Comunicare il kerigma è commuoversi insieme a coloro a cui annunciamo perché Dio ci è vicino, ci abbraccia e ci dà non quello che meritiamo, anche fossimo buoni, anche fossimo gli operai della prima ora, ma molto più. Noi siamo quelli dell’ultima ora, che ricevono tutto senza merito, solo per grazia.

Non sentiamoci mai di quelli che si meritano, perché, oltre a sbagliarci, perché nessuno di noi potrebbe dire con la libertà di San Paolo: “Per me il vivere è Cristo e morire un guadagno”, perderemmo la gioia di quest’amore senza limiti di cui siamo oggetto da parte di Gesù. Partire dal kerigma è la fonte della vera testimonianza di salvati, della gioia dei redenti, che sola può bucare il muro della distanza e far scoprire a ragazzi, genitori, amici, colleghi di lavoro, che Dio è vicino, che senza lui tutto quello in cui cerchiamo il nostro bene se ne va come acqua tra le dita.
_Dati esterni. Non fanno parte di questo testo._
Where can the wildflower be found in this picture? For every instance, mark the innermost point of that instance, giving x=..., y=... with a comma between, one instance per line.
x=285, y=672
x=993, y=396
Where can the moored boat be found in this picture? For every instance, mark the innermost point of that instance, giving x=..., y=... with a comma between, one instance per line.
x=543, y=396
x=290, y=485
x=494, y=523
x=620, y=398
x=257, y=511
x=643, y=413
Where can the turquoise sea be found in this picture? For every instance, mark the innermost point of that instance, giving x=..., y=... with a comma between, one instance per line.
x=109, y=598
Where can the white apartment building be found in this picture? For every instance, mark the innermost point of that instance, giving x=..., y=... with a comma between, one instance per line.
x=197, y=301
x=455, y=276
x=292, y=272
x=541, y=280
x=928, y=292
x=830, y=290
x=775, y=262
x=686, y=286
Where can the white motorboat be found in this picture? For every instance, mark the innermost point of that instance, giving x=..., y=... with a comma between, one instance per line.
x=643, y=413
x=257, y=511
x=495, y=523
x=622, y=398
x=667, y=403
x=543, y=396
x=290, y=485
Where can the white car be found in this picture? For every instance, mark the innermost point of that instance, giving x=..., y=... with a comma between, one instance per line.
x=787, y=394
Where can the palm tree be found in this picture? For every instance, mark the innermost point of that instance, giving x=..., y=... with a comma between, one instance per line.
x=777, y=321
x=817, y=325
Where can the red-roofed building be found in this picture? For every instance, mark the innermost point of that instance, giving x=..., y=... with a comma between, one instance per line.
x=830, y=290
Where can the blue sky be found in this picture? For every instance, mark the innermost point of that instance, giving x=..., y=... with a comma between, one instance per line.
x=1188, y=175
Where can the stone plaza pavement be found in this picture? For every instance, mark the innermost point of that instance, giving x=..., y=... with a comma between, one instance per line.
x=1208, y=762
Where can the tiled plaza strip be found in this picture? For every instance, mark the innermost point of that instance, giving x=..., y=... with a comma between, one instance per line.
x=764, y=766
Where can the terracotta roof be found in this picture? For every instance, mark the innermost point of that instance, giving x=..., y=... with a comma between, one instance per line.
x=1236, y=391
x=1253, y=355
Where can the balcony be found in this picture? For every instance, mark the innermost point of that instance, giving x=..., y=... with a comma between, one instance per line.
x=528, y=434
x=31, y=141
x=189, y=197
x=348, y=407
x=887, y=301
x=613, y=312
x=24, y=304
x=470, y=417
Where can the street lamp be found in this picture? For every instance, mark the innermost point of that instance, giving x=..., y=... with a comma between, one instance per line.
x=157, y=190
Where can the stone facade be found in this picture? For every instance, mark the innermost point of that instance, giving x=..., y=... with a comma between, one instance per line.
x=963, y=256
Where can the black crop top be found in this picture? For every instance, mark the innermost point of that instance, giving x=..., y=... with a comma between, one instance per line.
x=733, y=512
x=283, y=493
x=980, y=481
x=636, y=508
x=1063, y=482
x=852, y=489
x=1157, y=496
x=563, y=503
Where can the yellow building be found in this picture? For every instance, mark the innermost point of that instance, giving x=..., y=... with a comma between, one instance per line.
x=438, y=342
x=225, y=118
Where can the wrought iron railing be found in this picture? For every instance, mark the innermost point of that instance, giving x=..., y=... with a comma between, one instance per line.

Invece, se ciò che accade, ogni giorno, ogni istante, ogni traguardo raggiunto e ogni pena sofferta li scopriamo come segno di Lui e lo affidiamo al suo amore, allora rimangono per sempre nel loro valore che ha il sapore dell’eterno.

Gesù ci invita a riconoscere proprio quest’amore paradossale che intesse la vita e che quasi scandalizza anche noi, sempre pronti a calcolare, a misurare, come quegli operai della parabola: «“Io voglio dare anche a quest’ultimo quanto a te: non posso fare delle mie cose quello che voglio? Oppure tu sei invidioso perché io sono buono?”. Così gli ultimi saranno primi e i primi, ultimi».

Chiediamo al Signore di essere riflesso di questa misericordia, che si comunica non per concetti o per regole, ma per esperienza.

Anche la nostra catechesi ai ragazzi, ai giovani, agli adulti, sia sempre più esperienza, non concetti: esperienza di Gesù che vive nella comunità, si comunica nei sacramenti, ci parla nella Scrittura. La celebrazione eucaristica, la parola di Dio diventano esperienza nella comunità. Pensate alle parole di Paolo, che vorrebbe andare da Gesù ma che capisce che senza la comunità, che lui genra con la sua testimonianza apostolica, i fratelli potrebbero perdersi. La comunità è il soggetto della catechesi, e anche questa celebrazione giubilare ne è espressione.

Chiediamo alla Madonna, a San Genesio e a San Miniato, che siamo con la grazia di Gesù costruttori della Chiesa comunità viva, perché ogni persona scopra Cristo come il centro dell’esistenza e della realtà, volto vicino dell’amore che è Dio.